I see that the first total solar eclipse visible in the continental United States since 1979 will take place on Monday, August 21, 2017 - a mere ten years, one month, and one day from now.
The last total solar eclipse visible from the U.S. was in 1991. You had to be in Hawai‘i to see it. Of course, where was Elisson? Running around in New England.
There was a memorable day in late May, 1984 when an annular eclipse was visible from downtown Atlanta. We were living in the Atlanta ’burbs at the time, not too far from the current Chez Elisson, so I made the trek into the city and ended up watching the eclipse from the front lawn of Turner Broadcasting’s campus. It was dramatic, but not nearly as dramatic as a total eclipse would have been: In an annular eclipse, a ring of sunlight is still visible around the Moon’s silhouette, so it never gets completely dark.

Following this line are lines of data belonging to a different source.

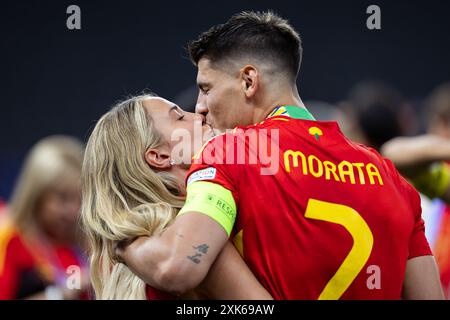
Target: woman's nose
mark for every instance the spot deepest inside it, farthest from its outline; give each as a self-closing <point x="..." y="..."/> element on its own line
<point x="200" y="117"/>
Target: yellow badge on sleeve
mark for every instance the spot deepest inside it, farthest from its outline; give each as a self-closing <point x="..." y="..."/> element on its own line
<point x="212" y="200"/>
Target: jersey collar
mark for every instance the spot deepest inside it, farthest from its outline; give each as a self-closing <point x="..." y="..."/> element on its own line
<point x="292" y="112"/>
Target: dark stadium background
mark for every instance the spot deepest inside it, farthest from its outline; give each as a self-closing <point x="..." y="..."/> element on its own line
<point x="57" y="81"/>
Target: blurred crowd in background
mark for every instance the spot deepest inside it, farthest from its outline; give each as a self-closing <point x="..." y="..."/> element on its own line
<point x="41" y="245"/>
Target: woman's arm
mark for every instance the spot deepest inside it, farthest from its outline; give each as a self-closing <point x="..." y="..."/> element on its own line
<point x="230" y="279"/>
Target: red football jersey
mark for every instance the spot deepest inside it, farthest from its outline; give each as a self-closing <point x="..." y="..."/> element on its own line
<point x="331" y="219"/>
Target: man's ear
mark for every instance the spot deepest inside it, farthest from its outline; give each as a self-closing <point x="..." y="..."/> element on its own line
<point x="250" y="80"/>
<point x="157" y="158"/>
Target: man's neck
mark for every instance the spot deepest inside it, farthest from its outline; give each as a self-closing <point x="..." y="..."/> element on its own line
<point x="260" y="114"/>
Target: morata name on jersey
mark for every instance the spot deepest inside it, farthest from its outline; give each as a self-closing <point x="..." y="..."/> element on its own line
<point x="344" y="171"/>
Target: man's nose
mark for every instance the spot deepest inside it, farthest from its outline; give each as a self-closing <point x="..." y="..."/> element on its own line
<point x="201" y="107"/>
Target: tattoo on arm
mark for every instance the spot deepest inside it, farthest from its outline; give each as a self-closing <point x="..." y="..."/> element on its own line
<point x="199" y="251"/>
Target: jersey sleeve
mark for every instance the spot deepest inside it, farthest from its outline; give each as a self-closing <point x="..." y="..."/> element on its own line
<point x="418" y="243"/>
<point x="210" y="184"/>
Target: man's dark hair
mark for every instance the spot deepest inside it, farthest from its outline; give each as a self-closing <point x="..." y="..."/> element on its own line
<point x="261" y="35"/>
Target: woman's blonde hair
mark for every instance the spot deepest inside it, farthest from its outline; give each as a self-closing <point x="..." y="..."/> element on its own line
<point x="122" y="197"/>
<point x="50" y="160"/>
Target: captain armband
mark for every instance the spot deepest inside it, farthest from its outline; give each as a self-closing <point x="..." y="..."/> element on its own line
<point x="212" y="200"/>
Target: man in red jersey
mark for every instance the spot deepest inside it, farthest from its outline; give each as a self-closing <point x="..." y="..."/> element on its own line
<point x="317" y="217"/>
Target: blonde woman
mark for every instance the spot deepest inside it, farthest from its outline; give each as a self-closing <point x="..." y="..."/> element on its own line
<point x="131" y="187"/>
<point x="39" y="242"/>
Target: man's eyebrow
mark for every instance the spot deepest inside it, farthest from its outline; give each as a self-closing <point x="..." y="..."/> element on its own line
<point x="201" y="84"/>
<point x="174" y="107"/>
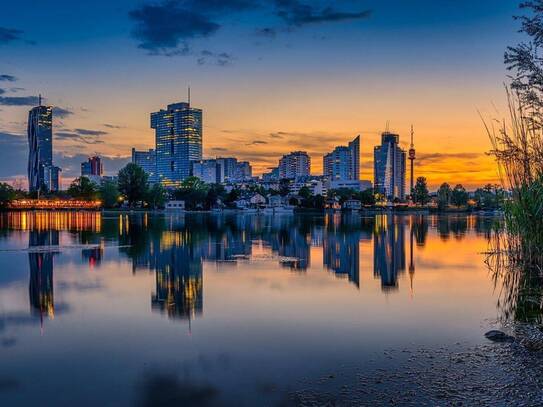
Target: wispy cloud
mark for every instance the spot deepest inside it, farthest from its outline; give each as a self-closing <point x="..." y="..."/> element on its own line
<point x="18" y="100"/>
<point x="8" y="35"/>
<point x="7" y="78"/>
<point x="62" y="112"/>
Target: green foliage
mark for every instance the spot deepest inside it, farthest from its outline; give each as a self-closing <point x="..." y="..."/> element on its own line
<point x="305" y="192"/>
<point x="83" y="188"/>
<point x="109" y="194"/>
<point x="421" y="196"/>
<point x="366" y="197"/>
<point x="490" y="197"/>
<point x="444" y="196"/>
<point x="7" y="194"/>
<point x="459" y="196"/>
<point x="156" y="196"/>
<point x="232" y="196"/>
<point x="133" y="183"/>
<point x="284" y="187"/>
<point x="194" y="192"/>
<point x="216" y="194"/>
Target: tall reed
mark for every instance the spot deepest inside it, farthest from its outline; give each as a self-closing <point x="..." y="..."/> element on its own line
<point x="516" y="253"/>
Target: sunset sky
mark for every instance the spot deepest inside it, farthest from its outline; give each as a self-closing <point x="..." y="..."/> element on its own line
<point x="272" y="76"/>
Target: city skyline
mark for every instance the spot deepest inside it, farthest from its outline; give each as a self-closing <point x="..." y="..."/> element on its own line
<point x="103" y="109"/>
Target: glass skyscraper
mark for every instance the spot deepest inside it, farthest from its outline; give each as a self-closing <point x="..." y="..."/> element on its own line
<point x="42" y="174"/>
<point x="343" y="163"/>
<point x="147" y="161"/>
<point x="389" y="170"/>
<point x="178" y="132"/>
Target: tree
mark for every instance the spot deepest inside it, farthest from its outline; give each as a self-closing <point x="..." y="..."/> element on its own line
<point x="156" y="196"/>
<point x="193" y="191"/>
<point x="421" y="195"/>
<point x="305" y="193"/>
<point x="215" y="193"/>
<point x="7" y="194"/>
<point x="444" y="194"/>
<point x="525" y="61"/>
<point x="459" y="196"/>
<point x="343" y="194"/>
<point x="109" y="194"/>
<point x="284" y="187"/>
<point x="83" y="188"/>
<point x="366" y="197"/>
<point x="133" y="183"/>
<point x="489" y="197"/>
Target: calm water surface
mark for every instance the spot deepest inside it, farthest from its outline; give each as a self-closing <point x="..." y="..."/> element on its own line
<point x="238" y="310"/>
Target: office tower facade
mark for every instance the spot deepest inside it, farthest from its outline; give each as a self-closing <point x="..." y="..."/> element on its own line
<point x="178" y="133"/>
<point x="92" y="167"/>
<point x="272" y="175"/>
<point x="147" y="161"/>
<point x="354" y="149"/>
<point x="343" y="163"/>
<point x="42" y="174"/>
<point x="227" y="168"/>
<point x="208" y="171"/>
<point x="295" y="165"/>
<point x="244" y="171"/>
<point x="389" y="167"/>
<point x="412" y="158"/>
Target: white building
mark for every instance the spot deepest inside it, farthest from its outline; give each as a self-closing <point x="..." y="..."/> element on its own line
<point x="295" y="165"/>
<point x="344" y="162"/>
<point x="349" y="184"/>
<point x="206" y="170"/>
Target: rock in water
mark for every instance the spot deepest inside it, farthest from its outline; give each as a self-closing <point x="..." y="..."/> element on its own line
<point x="498" y="336"/>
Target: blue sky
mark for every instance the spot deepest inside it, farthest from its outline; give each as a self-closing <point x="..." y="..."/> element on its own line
<point x="323" y="69"/>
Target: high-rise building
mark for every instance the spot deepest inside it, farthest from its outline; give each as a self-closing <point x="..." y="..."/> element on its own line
<point x="343" y="163"/>
<point x="272" y="175"/>
<point x="412" y="158"/>
<point x="147" y="161"/>
<point x="295" y="165"/>
<point x="92" y="167"/>
<point x="208" y="171"/>
<point x="227" y="168"/>
<point x="42" y="174"/>
<point x="244" y="171"/>
<point x="389" y="167"/>
<point x="178" y="132"/>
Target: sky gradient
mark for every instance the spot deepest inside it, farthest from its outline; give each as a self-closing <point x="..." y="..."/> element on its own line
<point x="272" y="76"/>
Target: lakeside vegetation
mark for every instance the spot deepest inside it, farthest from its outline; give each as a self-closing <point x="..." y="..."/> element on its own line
<point x="516" y="255"/>
<point x="132" y="190"/>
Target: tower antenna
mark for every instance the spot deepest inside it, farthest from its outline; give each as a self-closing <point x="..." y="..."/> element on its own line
<point x="412" y="158"/>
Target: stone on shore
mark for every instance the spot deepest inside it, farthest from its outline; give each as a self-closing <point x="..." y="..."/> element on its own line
<point x="498" y="336"/>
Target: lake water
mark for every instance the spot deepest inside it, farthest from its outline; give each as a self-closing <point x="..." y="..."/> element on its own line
<point x="231" y="310"/>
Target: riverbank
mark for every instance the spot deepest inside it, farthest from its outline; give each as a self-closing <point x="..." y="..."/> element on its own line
<point x="491" y="374"/>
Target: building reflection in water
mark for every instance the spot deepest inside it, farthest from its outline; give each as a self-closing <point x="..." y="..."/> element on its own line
<point x="341" y="245"/>
<point x="179" y="282"/>
<point x="388" y="250"/>
<point x="175" y="247"/>
<point x="40" y="258"/>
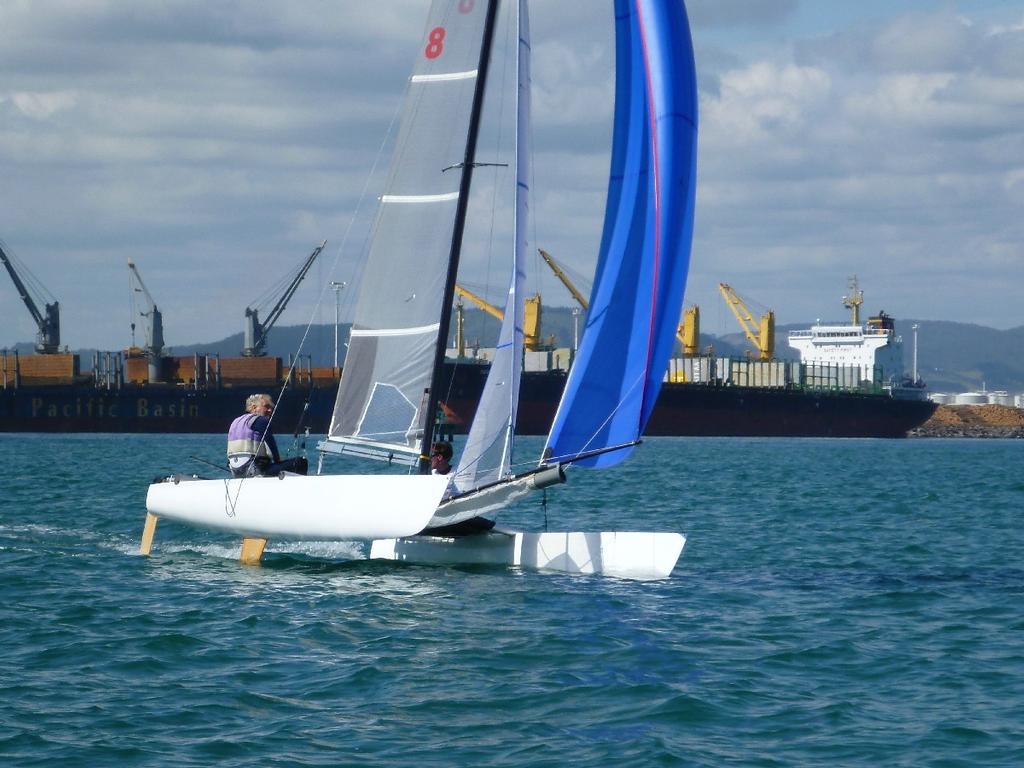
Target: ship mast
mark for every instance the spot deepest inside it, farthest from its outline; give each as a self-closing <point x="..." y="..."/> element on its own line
<point x="854" y="300"/>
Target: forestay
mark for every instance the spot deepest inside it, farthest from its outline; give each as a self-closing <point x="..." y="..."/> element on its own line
<point x="486" y="456"/>
<point x="638" y="289"/>
<point x="389" y="364"/>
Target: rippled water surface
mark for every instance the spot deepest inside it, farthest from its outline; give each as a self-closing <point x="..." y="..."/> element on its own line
<point x="839" y="602"/>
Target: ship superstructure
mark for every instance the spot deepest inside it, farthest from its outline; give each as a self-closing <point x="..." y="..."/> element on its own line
<point x="871" y="347"/>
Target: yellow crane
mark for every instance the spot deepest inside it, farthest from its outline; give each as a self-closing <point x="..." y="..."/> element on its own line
<point x="761" y="335"/>
<point x="560" y="273"/>
<point x="688" y="333"/>
<point x="531" y="320"/>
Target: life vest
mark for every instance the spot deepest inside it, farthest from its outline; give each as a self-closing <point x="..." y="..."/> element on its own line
<point x="244" y="441"/>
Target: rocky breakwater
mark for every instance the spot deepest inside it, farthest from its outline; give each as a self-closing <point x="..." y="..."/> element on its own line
<point x="973" y="421"/>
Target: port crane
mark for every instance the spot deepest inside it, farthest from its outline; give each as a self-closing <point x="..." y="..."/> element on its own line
<point x="154" y="348"/>
<point x="48" y="321"/>
<point x="256" y="332"/>
<point x="760" y="334"/>
<point x="688" y="333"/>
<point x="531" y="318"/>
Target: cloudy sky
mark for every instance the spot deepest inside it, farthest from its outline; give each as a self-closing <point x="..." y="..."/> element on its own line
<point x="216" y="143"/>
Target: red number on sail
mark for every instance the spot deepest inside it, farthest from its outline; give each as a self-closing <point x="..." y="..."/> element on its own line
<point x="435" y="43"/>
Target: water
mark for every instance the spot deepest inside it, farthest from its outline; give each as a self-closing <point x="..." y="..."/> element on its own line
<point x="845" y="602"/>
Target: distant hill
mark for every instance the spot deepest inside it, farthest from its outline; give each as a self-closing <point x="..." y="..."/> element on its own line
<point x="951" y="356"/>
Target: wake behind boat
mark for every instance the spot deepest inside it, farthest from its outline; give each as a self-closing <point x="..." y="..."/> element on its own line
<point x="390" y="387"/>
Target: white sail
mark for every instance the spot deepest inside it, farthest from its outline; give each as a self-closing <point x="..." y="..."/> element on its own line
<point x="389" y="364"/>
<point x="487" y="454"/>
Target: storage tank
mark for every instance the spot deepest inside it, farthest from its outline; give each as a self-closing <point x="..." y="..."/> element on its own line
<point x="972" y="398"/>
<point x="1000" y="397"/>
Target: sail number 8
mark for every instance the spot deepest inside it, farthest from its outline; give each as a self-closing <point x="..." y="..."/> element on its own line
<point x="435" y="40"/>
<point x="435" y="43"/>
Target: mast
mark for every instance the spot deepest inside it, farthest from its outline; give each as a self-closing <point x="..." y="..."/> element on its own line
<point x="460" y="225"/>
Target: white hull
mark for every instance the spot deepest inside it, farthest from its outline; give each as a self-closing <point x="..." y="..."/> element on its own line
<point x="318" y="507"/>
<point x="624" y="554"/>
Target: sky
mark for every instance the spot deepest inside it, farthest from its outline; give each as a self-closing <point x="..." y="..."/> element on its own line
<point x="217" y="143"/>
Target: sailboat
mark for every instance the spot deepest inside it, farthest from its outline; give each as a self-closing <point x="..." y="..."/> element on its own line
<point x="390" y="387"/>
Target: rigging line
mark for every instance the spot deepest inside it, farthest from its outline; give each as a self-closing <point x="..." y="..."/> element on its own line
<point x="622" y="401"/>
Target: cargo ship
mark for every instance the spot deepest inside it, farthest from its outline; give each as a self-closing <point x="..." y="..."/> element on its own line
<point x="840" y="388"/>
<point x="724" y="397"/>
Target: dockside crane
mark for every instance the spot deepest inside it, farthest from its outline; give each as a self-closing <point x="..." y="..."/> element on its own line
<point x="256" y="332"/>
<point x="48" y="321"/>
<point x="531" y="318"/>
<point x="154" y="348"/>
<point x="688" y="333"/>
<point x="760" y="334"/>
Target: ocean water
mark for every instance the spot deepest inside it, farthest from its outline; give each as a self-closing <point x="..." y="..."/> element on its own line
<point x="839" y="602"/>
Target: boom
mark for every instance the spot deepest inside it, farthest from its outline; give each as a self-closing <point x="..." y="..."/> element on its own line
<point x="256" y="332"/>
<point x="762" y="335"/>
<point x="48" y="322"/>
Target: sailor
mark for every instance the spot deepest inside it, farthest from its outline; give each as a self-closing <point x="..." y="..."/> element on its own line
<point x="251" y="448"/>
<point x="440" y="458"/>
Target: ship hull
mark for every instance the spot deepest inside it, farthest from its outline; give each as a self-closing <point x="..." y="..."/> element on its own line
<point x="708" y="410"/>
<point x="682" y="409"/>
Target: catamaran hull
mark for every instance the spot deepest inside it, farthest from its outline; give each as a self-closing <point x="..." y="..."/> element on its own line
<point x="297" y="507"/>
<point x="625" y="554"/>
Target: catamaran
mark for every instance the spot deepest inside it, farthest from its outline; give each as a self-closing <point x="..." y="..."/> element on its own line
<point x="390" y="387"/>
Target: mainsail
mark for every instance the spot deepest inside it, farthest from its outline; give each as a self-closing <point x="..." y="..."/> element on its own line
<point x="648" y="226"/>
<point x="383" y="395"/>
<point x="486" y="456"/>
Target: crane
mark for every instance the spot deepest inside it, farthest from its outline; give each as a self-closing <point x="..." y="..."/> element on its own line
<point x="48" y="322"/>
<point x="560" y="273"/>
<point x="761" y="335"/>
<point x="255" y="338"/>
<point x="154" y="349"/>
<point x="854" y="300"/>
<point x="531" y="320"/>
<point x="688" y="333"/>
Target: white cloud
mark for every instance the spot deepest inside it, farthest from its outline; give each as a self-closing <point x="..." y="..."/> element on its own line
<point x="43" y="105"/>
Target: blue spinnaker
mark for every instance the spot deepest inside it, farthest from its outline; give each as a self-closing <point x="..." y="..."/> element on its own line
<point x="645" y="247"/>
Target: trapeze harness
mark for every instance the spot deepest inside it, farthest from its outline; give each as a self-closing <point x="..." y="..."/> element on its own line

A total eclipse is quite another matter. It’s quite probably the most dramatic natural phenomenon a human being can see, and its rarity only adds to the drama.
The total eclipse of August 2017 will be especially exciting for Americans, as it will cut a diagonal swath across the entire mainland of the country, starting in Salem, Oregon and moving into the Atlantic Ocean just north of Charleston, South Carolina.
The best place to see the eclipse? Assuming the weather holds up (blue skies are a necessity!), the best place is probably Eric’s house, which sits right on the centerline of the path of totality.
Sounds like a perfect excuse for a blogmeet, am I right?